A glicerina que sobra da produção do biodiesel pode ganhar mais um destino: a produção de aditivos para gasolina e diesel. A descoberta é do professor Claudio Mota, do Instituto de Química da Universidade Federal do Rio de Janeiro (UFRJ). “Estamos desenvolvendo derivados da glicerina que poderão ser misturados a esses combustíveis para melhorar a lubrificação do motor, além de diminuir o teor de enxofre e de compostos particulados, no caso do diesel.
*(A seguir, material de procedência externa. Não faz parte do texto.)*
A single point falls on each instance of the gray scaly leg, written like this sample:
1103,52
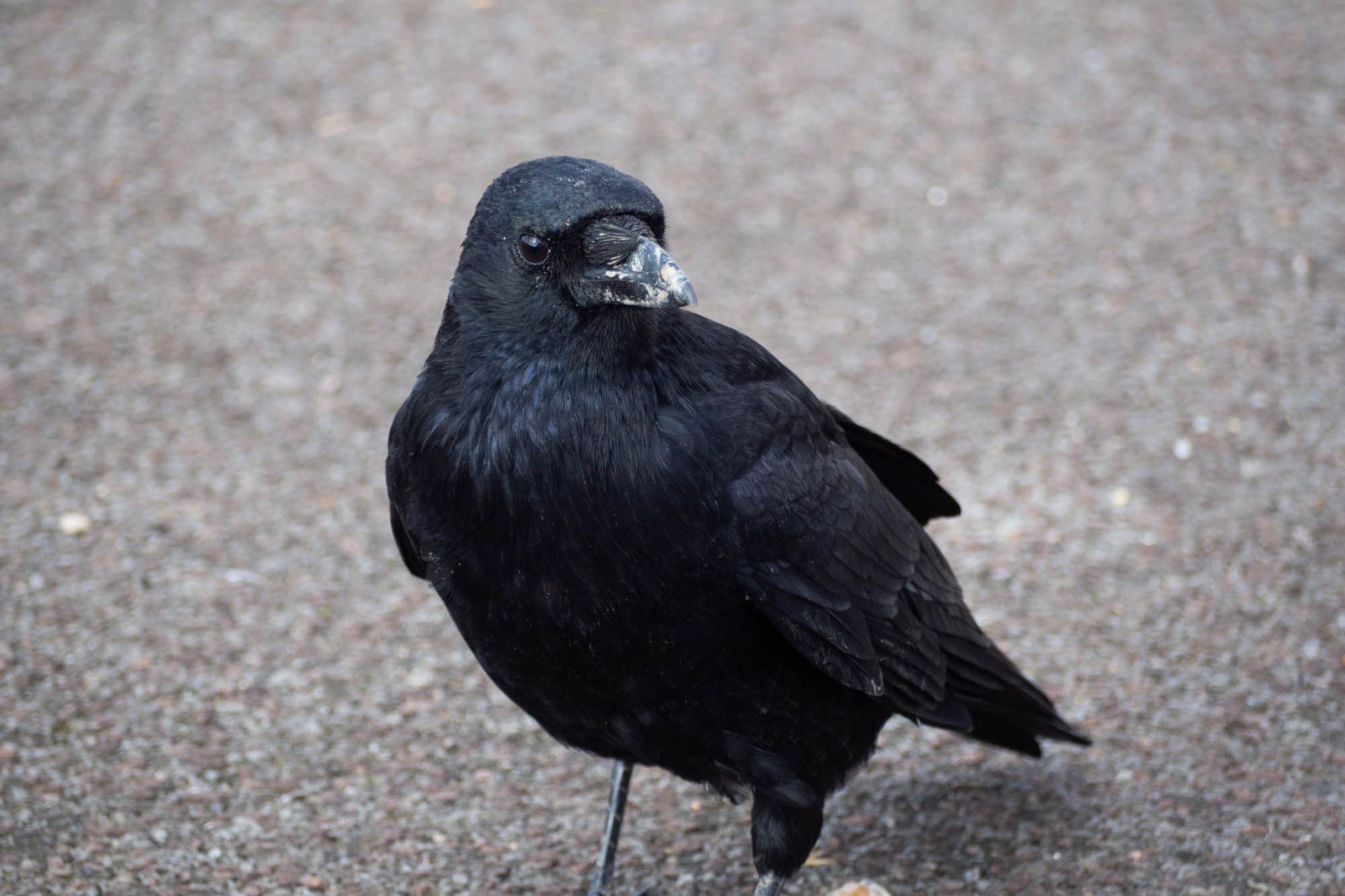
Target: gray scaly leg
613,831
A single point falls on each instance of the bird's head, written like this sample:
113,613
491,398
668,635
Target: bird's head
568,233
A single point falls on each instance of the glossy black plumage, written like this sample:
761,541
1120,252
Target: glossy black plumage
660,542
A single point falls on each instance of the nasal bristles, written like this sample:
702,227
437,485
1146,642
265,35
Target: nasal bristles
609,241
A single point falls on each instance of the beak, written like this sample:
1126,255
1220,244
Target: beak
648,279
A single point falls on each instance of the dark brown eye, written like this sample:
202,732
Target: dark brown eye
533,249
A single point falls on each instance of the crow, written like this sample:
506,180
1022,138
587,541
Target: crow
660,542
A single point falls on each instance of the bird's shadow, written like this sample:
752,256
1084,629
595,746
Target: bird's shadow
960,822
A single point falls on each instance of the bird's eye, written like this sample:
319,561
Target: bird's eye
533,249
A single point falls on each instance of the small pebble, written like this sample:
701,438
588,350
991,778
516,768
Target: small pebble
75,524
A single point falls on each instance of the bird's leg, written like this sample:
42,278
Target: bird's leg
613,831
769,884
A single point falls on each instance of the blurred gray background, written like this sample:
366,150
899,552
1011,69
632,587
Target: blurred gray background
1087,260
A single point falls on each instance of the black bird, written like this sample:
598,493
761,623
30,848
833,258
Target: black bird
660,542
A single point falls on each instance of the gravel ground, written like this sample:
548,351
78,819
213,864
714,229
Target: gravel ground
1089,261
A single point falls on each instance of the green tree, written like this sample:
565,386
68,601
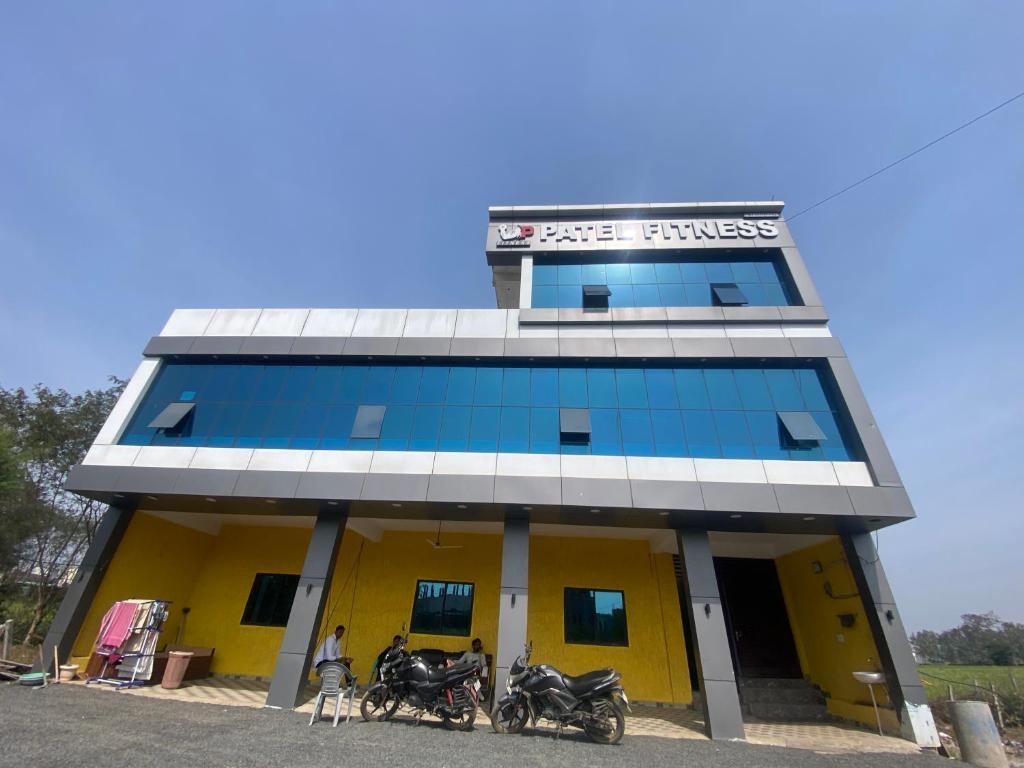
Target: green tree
48,432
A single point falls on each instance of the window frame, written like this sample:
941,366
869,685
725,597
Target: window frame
441,633
626,623
249,607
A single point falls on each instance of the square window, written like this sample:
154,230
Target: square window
270,600
801,427
573,425
595,616
442,608
368,422
727,294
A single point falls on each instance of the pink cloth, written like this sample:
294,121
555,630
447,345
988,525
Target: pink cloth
117,624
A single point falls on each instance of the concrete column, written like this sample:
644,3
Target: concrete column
512,610
706,621
68,623
895,656
299,644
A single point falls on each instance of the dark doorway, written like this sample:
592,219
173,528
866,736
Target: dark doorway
756,619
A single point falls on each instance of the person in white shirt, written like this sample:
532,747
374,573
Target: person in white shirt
330,649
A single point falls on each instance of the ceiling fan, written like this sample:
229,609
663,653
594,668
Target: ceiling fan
436,543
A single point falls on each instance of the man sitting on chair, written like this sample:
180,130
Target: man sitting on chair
330,649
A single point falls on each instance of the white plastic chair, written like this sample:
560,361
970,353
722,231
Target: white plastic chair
332,674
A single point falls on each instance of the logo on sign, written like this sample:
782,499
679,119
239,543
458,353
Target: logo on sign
510,236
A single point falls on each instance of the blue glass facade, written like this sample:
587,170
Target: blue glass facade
694,411
662,284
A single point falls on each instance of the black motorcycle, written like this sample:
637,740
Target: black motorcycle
593,701
450,692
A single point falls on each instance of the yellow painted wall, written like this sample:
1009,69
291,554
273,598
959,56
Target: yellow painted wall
156,558
653,666
825,659
374,600
221,590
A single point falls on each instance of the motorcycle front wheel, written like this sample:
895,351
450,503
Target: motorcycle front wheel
378,705
463,723
511,719
610,723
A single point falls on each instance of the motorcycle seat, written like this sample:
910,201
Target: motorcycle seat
588,681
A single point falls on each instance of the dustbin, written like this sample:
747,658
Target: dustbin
177,663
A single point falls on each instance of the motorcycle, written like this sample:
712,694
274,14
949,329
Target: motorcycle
593,701
451,692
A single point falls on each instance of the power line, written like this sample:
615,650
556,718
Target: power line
906,157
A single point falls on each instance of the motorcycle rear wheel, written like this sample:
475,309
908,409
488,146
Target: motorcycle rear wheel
615,723
377,706
514,724
465,723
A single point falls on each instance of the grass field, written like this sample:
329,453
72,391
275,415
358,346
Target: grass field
965,677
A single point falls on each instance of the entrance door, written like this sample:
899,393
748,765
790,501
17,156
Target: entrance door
756,617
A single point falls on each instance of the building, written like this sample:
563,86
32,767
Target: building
654,430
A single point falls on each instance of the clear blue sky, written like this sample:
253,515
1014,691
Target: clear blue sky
164,155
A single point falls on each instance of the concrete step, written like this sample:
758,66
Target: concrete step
807,695
788,713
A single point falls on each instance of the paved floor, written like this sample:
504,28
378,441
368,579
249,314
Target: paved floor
660,722
74,725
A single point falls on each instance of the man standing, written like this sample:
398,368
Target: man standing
330,649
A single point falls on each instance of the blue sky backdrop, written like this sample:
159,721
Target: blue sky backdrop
173,155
Na gasolina, eles podem diminuir a produção de monóxido de carbono (CO) e de outros poluentes e melhorar o desempenho do motor”, explica Mota.

O pesquisador também está à frente de uma parceria com a empresa Quattor que investiga o uso da glicerina na obtenção de propeno. “A motivação partiu deles e no início achei difícil retirar da glicerina (C3H8O3) os átomos de oxigênio para transformá-la em propeno (C3H6)”, lembra Mota. “Embora não existissem referências na literatura científica, nós conseguimos um bom sistema extraindo o oxigênio como água.” A reação química resulta na produção de água, que se torna um benefício porque ela também poderá ser comercializada ou usada pela própria indústria.

Fim do marcador


A Agência Nacional do Petróleo, Gás Natural e Biocombustíveis (ANP) revogou a resolução que obrigava a adição de marcadores ao biodiesel. A medida entra em vigor em setembro. Uma única empresa estava cadastrada na Agência para fornecer o produto, a Tracerco do Brasil. Segundo a ANP, a decisão de revogar a obrigatoriedade foi tomada por conta de “estudos realizados para desenvolvimento de novas tecnologias na identificação do biodiesel, que acabaram por concluir ser possível a determinação do teor de biodiesel no diesel por espectrometria na região do infravermelho.”

Água do esgoto na agricultura


Uma usina que será instalada em Ponta Grossa irá promover uma utilização pioneira da água recuperada do esgoto urbano. O empreendimento irá estudar a reutilização dos dejetos líquidos no cultivo de oleaginosas como pinhão-manso, mamona ou girassol. ‘’Há muitas cidades no Paraná cujos rios não têm vazão suficiente para receber esgoto tratado sem sofrer consequências ambientais. A alternativa de usar esse líquido na agricultura é um caminho muito interessante’’, explica o gerente de pesquisa da Sanepar, Cleverson Andreoli, um dos responsáveis pelo projeto. A usina também irá aproveitar o metano (foto), outro subproduto do esgoto, para produzir energia para a usina. O projeto de pesquisa tem um orçamento previsto de R$ 400 mil.